In 2024, for employees who were in a workplace pension scheme, around three in 10 (34%) were members of defined benefit schemes – down from 36% in 2021, and from 45% in 2015 – the earliest data available.
Four in 10 (40%) were members of defined contribution schemes – up from 36% in 2021 and rising from 26% in 2015 (which includes pensions in the National Employment Savings Trust), and 1 in 4 (25%) were in a group scheme.
In the private sector, a gender gap remained in 2024 with 76% of female employees having a workplace pension, compared with 81% of male employees; in the public sector, 90% of male employees and 90% of female employees had a workplace pension.
One in five (19%) workers had either no pension provision or unknown pension provision.
Kelly Parsons, Head of DC Proposition at Broadstone commented: “It’s encouraging that more than eight in ten employees are now saving into a workplace pension, underlining the lasting impact of auto-enrolment in bringing millions into retirement saving.
“However, with participation rates now largely stabilising, the next challenge is ensuring people are saving enough.
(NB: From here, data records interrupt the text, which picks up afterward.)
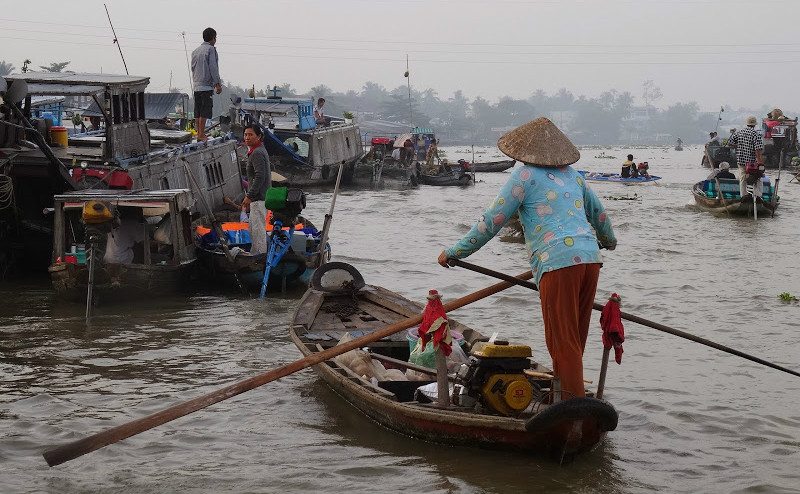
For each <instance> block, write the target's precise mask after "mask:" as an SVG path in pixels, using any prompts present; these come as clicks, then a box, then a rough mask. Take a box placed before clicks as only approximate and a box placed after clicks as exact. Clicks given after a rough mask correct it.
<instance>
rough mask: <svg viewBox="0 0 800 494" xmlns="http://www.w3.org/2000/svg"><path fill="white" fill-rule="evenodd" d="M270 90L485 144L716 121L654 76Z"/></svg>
mask: <svg viewBox="0 0 800 494" xmlns="http://www.w3.org/2000/svg"><path fill="white" fill-rule="evenodd" d="M29 63H30V60H25V63H24V65H23V68H25V69H27V65H28V64H29ZM68 64H69V62H53V63H50V64H49V65H42V66H40V68H41V69H42V70H45V71H51V72H60V71H62V70H64V69H65V67H66V66H67V65H68ZM13 71H14V65H12V64H11V63H9V62H5V61H0V75H5V74H8V73H11V72H13ZM273 88H275V86H273V87H253V86H251V87H249V88H243V87H240V86H237V85H235V84H230V83H226V84H223V92H222V94H220V95H214V99H215V101H214V108H215V112H218V113H223V112H224V111H225V110H224V109H226V108H228V106H229V104H230V98H231V96H233V95H236V96H240V97H246V96H250V95H255V96H257V97H265V96H268V95H270V94H272V93H273V91H272V89H273ZM276 88H277V90H278V93H277V94H278V95H279V96H282V97H305V98H314V99H316V98H319V97H324V98H325V99H326V100H327V102H326V106H325V109H326V113H327V114H328V115H332V116H342V114H343V113H344V112H346V111H349V112H353V113H355V114H356V116H357V118H358V119H359V120H361V121H366V120H388V121H393V122H398V123H402V124H406V125H409V126H410V125H412V124H413V125H416V126H425V127H432V128H433V129H434V130H435V131H436V133H437V135H439V136H440V137H441V138H442V139H443V140H444V141H443V142H446V143H450V144H492V143H494V142H496V140H497V138H498V137H499V136H500V135H502V134H503V133H504V132H505V131H507V130H508V129H509V128H511V127H514V126H517V125H520V124H522V123H525V122H528V121H530V120H532V119H533V118H536V117H539V116H547V117H549V118H550V119H551V120H553V121H554V122H555V123H556V124H557V125H558V126H559V127H560V128H562V130H564V131H565V132H566V133H567V135H568V136H569V137H570V138H571V139H572V140H573V141H574V142H575V143H576V144H598V145H601V144H669V143H671V142H674V141H675V139H677V138H678V137H680V138H681V139H682V140H683V142H685V143H687V144H697V143H702V142H705V140H706V139H707V137H708V132H709V131H711V130H714V129H715V128H716V126H717V124H718V120H717V114H716V113H707V112H705V113H704V112H701V111H700V107H699V105H698V104H697V103H696V102H693V101H691V102H688V103H675V104H673V105H670V106H668V107H667V108H657V107H656V106H655V103H656V102H657V101H658V100H659V99H660V98H661V97H662V93H661V90H660V89H659V88H658V87H657V86H656V85H655V84H654V83H653V81H645V82H644V83H643V84H642V94H641V96H640V101H642V102H643V104H639V105H636V104H635V98H634V96H633V95H632V94H631V93H630V92H627V91H623V92H620V91H617V90H613V89H612V90H609V91H605V92H603V93H601V94H600V95H599V96H596V97H588V96H584V95H579V96H576V95H574V94H573V93H572V92H571V91H569V90H568V89H566V88H561V89H559V90H558V91H556V92H554V93H547V92H545V91H543V90H541V89H538V90H535V91H533V92H532V93H531V94H530V96H528V97H527V98H524V99H517V98H512V97H509V96H503V97H501V98H499V99H498V100H497V102H490V101H489V100H487V99H485V98H483V97H481V96H477V97H475V98H474V99H470V98H467V97H466V96H465V95H464V93H463V92H462V91H461V90H458V91H455V92H454V93H453V95H452V96H449V97H441V96H440V95H439V93H438V92H437V91H436V90H435V89H432V88H428V89H425V90H422V91H419V90H417V89H414V88H413V87H412V88H411V97H410V101H409V94H408V87H407V86H403V85H401V86H397V87H395V88H394V89H387V88H385V87H384V86H382V85H380V84H378V83H376V82H372V81H368V82H365V83H364V85H363V86H362V87H361V88H360V90H354V89H350V90H347V91H344V92H341V91H334V90H333V89H331V88H330V87H328V86H326V85H324V84H320V85H317V86H314V87H312V88H310V89H309V90H308V91H301V90H298V89H296V88H294V87H292V85H291V84H288V83H284V84H280V85H277V87H276ZM171 90H172V91H180V89H177V88H173V89H171ZM186 92H189V91H188V90H187V91H186ZM190 96H191V95H190ZM726 109H727V111H728V113H727V115H731V114H732V112H731V108H730V107H726ZM766 111H768V108H767V107H766V106H764V107H763V108H761V109H759V110H756V111H754V112H752V113H754V114H756V115H761V114H763V113H766ZM784 112H786V109H785V108H784Z"/></svg>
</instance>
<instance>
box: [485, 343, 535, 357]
mask: <svg viewBox="0 0 800 494" xmlns="http://www.w3.org/2000/svg"><path fill="white" fill-rule="evenodd" d="M471 353H472V355H474V356H476V357H486V358H528V357H530V356H531V355H533V353H532V352H531V347H529V346H528V345H494V344H492V343H483V342H480V343H476V344H475V346H474V347H473V349H472V352H471Z"/></svg>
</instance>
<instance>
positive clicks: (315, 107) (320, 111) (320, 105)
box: [314, 98, 330, 126]
mask: <svg viewBox="0 0 800 494" xmlns="http://www.w3.org/2000/svg"><path fill="white" fill-rule="evenodd" d="M323 106H325V98H319V99H318V100H317V105H316V106H315V107H314V120H315V121H316V122H317V125H325V126H326V125H328V124H329V123H330V119H329V118H328V117H326V116H325V112H324V111H323V109H322V107H323Z"/></svg>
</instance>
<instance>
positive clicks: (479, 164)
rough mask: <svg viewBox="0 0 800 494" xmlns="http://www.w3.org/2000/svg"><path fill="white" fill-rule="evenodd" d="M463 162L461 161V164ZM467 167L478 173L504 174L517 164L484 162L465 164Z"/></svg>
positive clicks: (471, 169) (512, 160) (470, 170)
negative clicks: (498, 172) (508, 169)
mask: <svg viewBox="0 0 800 494" xmlns="http://www.w3.org/2000/svg"><path fill="white" fill-rule="evenodd" d="M460 161H461V160H459V162H460ZM465 163H466V165H467V169H468V170H469V171H471V172H473V173H474V172H477V173H495V172H504V171H506V170H508V169H509V168H514V165H515V164H516V163H517V162H516V161H514V160H501V161H484V162H477V163H468V162H465Z"/></svg>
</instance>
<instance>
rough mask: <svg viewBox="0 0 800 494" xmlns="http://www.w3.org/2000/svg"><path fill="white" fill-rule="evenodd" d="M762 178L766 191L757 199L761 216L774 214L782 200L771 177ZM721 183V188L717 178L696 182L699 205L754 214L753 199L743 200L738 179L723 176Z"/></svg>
mask: <svg viewBox="0 0 800 494" xmlns="http://www.w3.org/2000/svg"><path fill="white" fill-rule="evenodd" d="M762 180H763V182H764V193H763V195H762V197H761V198H760V199H757V201H756V202H757V205H756V208H757V210H758V217H759V218H761V217H764V216H772V213H773V212H774V211H775V210H776V209H777V208H778V203H779V202H780V198H779V197H778V196H776V195H775V187H774V186H773V185H772V184H771V183H770V180H769V178H768V177H766V176H765V177H763V178H762ZM719 184H720V188H719V189H718V188H717V185H716V181H715V180H703V181H701V182H697V183H696V184H694V186H693V187H692V195H693V196H694V200H695V202H696V203H697V205H698V206H701V207H703V208H704V209H707V210H709V211H711V212H713V213H719V214H732V215H737V216H752V214H753V201H752V199H751V200H745V201H744V202H742V197H741V193H740V191H739V181H738V180H736V179H724V178H723V179H719ZM720 189H721V192H720Z"/></svg>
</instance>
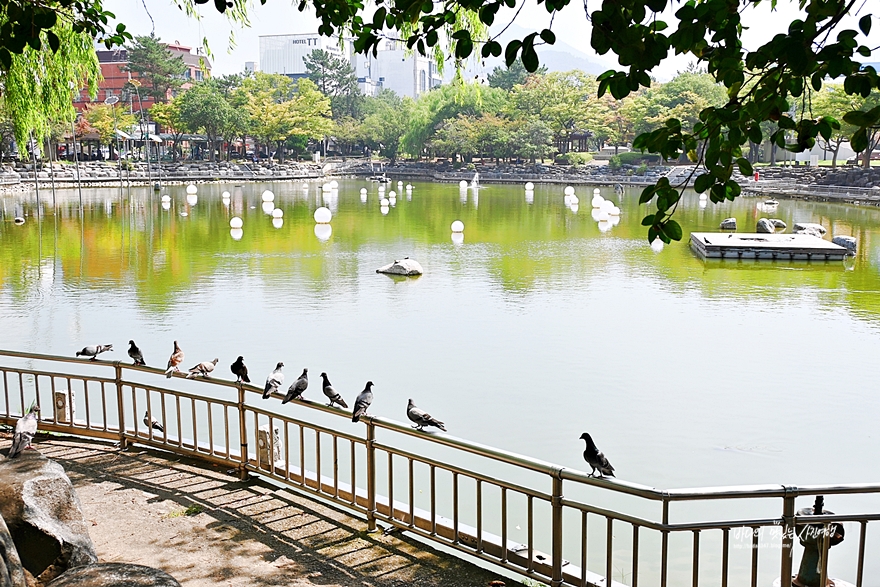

The continued shift away from defined benefit schemes towards defined contribution arrangements places greater responsibility on individuals to build adequate retirement pots, making contribution levels and engagement increasingly important.
“While auto-enrolment has helped bring many more women into pension saving, these figures show that a participation gap remains in the private sector, moreover, one in five workers don’t have any pension provision at all. Closing that gap will require more targeted support and engagement with groups who are more likely to fall outside the system or contribute less.
“Employers have a crucial role to play here. Well-designed schemes, inclusive contribution structures and better support around key life events such as parental leave can help ensure workplace pensions work for a wider range of employees. Without continued progress, today’s participation gaps risk translating into significant inequalities in retirement.”